“Some people say we’ve got to find a British identity. Where? Which one is it? …the British identity is like the British weather.”
Benjamin Zephaniah, poet
It may be a cliché, but the phrase “no man is an island” has in many ways come to represent contemporary modern culture. The image we have of the average person is of a connected, networked, multi-faceted individual who encompasses and combines varying cultural, ethnic, religious and social types.
The temptation is to see this “mosaic individual” as a product of modernity; of an increasingly globalised and franchised world. While the advent of technology, in particular the internet, has enhanced the spread of ideas across the globe, this intermingling and interchanging of these so-called “memes” can be traced back in history to periods that long precede such modern conveniences. Intra-cultural borrowing is not a new phenomenon. Rather, it is part of what makes us uniquely human.

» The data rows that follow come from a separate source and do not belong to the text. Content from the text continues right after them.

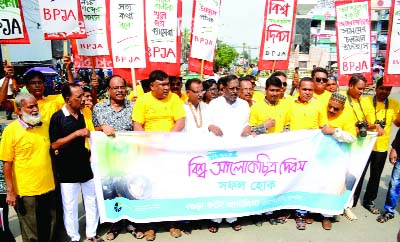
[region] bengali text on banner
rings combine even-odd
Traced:
[[[375,140],[371,133],[338,143],[320,130],[237,139],[92,132],[101,221],[210,219],[283,208],[341,214]]]

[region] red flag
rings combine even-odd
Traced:
[[[297,0],[265,3],[259,70],[287,70],[293,38]]]
[[[0,44],[30,44],[20,0],[4,7],[0,20]]]

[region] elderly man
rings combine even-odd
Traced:
[[[86,236],[90,241],[103,241],[96,235],[99,213],[90,153],[85,147],[86,128],[81,104],[83,90],[77,84],[62,88],[65,105],[50,120],[50,142],[57,180],[60,182],[64,225],[72,241],[79,241],[78,200],[82,190],[86,212]]]
[[[103,131],[108,136],[115,136],[117,131],[132,131],[133,103],[126,99],[126,82],[118,75],[107,80],[109,99],[97,103],[93,108],[93,125],[96,131]],[[108,240],[115,239],[121,232],[124,221],[112,224],[107,232]],[[136,238],[143,238],[143,233],[135,231],[133,225],[127,222],[126,229]]]
[[[184,108],[186,112],[185,132],[207,133],[208,110],[207,104],[202,102],[204,91],[200,79],[189,79],[185,83],[188,100]]]
[[[324,107],[328,104],[331,92],[326,91],[326,83],[328,82],[328,71],[322,67],[316,67],[311,72],[311,78],[313,79],[314,95],[313,97],[318,99]]]
[[[210,111],[208,130],[216,136],[227,138],[249,136],[251,126],[247,121],[250,107],[246,101],[238,98],[239,80],[235,75],[229,75],[223,80],[224,94],[212,100],[208,106]],[[242,227],[236,217],[226,218],[226,221],[231,224],[233,230],[241,230]],[[208,230],[216,233],[221,222],[222,218],[213,219]]]
[[[314,81],[303,77],[299,83],[299,97],[288,101],[290,130],[319,129],[328,123],[326,108],[313,98]],[[307,211],[297,210],[296,228],[305,230],[307,223],[313,219],[307,217]]]
[[[249,107],[251,107],[251,105],[256,102],[255,100],[253,100],[253,83],[250,81],[249,78],[242,77],[239,78],[239,86],[239,98],[245,100],[249,104]]]
[[[18,94],[15,103],[18,120],[5,128],[0,143],[6,201],[16,206],[24,242],[51,241],[56,205],[48,124],[32,94]]]
[[[185,109],[179,97],[170,92],[168,75],[155,70],[150,73],[151,91],[140,96],[132,112],[135,131],[179,132],[185,128]],[[196,90],[198,91],[198,90]],[[178,224],[169,224],[172,237],[182,236]],[[146,240],[155,239],[154,226],[150,225],[145,232]]]

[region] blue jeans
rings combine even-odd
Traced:
[[[397,160],[393,166],[392,176],[390,178],[388,193],[386,194],[386,201],[384,209],[386,212],[394,215],[397,201],[400,195],[400,160]]]

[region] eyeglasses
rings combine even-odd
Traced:
[[[240,90],[240,88],[239,87],[228,87],[228,90],[230,91],[230,92],[238,92],[239,90]]]
[[[216,91],[218,91],[218,88],[216,88],[216,87],[213,87],[213,88],[210,88],[207,90],[207,92],[216,92]]]
[[[118,90],[126,90],[126,86],[119,86],[119,87],[110,87],[110,89],[113,89],[114,91],[118,91]]]
[[[171,82],[169,85],[171,87],[180,87],[182,86],[182,82]]]
[[[324,83],[327,83],[327,82],[328,82],[328,78],[316,77],[316,78],[315,78],[315,81],[316,81],[316,82],[321,82],[321,81],[323,81]]]
[[[331,109],[331,108],[333,108],[333,110],[335,110],[336,112],[339,112],[339,111],[340,111],[340,108],[334,107],[334,106],[328,104],[328,109]]]
[[[204,94],[205,93],[205,91],[204,90],[199,90],[199,91],[193,91],[192,89],[188,89],[188,91],[191,91],[191,92],[193,92],[194,94]]]

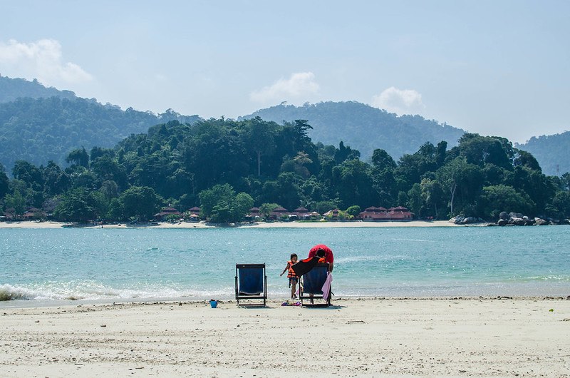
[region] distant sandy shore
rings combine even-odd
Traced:
[[[570,300],[0,307],[2,377],[557,377]]]
[[[61,228],[72,223],[62,222],[0,222],[1,228]],[[103,228],[212,228],[216,227],[236,227],[239,228],[328,228],[351,227],[460,227],[459,225],[447,220],[410,220],[403,222],[271,222],[240,224],[237,226],[224,226],[212,225],[204,222],[180,222],[169,223],[166,222],[136,223],[133,225],[120,223],[103,225]],[[100,225],[85,226],[85,228],[100,228]]]

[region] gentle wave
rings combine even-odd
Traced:
[[[9,300],[150,300],[155,298],[204,299],[227,297],[234,288],[226,287],[206,292],[199,288],[179,290],[167,287],[147,287],[141,289],[119,289],[92,282],[53,282],[35,285],[33,288],[0,285],[0,301]]]

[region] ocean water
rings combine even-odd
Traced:
[[[234,297],[264,262],[287,298],[291,252],[335,256],[336,297],[568,296],[570,228],[1,229],[0,305]]]

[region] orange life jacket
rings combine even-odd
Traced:
[[[287,264],[289,265],[289,272],[287,273],[287,278],[291,278],[291,277],[296,277],[297,275],[295,273],[295,271],[293,270],[293,262],[289,260],[287,262]]]

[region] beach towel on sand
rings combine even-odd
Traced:
[[[328,294],[331,292],[331,285],[333,283],[333,274],[328,273],[326,275],[326,280],[325,281],[324,285],[323,285],[323,297],[324,299],[327,299],[328,297]]]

On a recent trip to Andalucia, Southern Spain, I was struck by the influence of Arab and Islamic culture on the architecture, customs and traditions of the people there – vestiges of a Moorish Empire that fell over a thousand years ago. The ornate carvings and delicate pillars of the Al Hambra palace in Seville are a testament to this merging of cultures and civilisations, and a reminder that human history is so much greater and richer than our myopic preoccupations lead us to think.
One of the oft-repeated media tropes of the last year has been to expound the novelty of the “social media revolutions” (I’m looking at you, Paul Mason) – holding up the events of 2011 as evidence of a fundamental social shift that has the power to “change the political mood”. While I don’t want to downplay or discredit the protests and revolutions taking place across the world (and their mostly legitimate aims), I believe this type of thinking misses the bigger picture.
We cannot understand what is happening in our current realities – politically, socially, economically – without understanding the underlying historical and cultural forces behind them. “No man is an island”; and no revolution is either.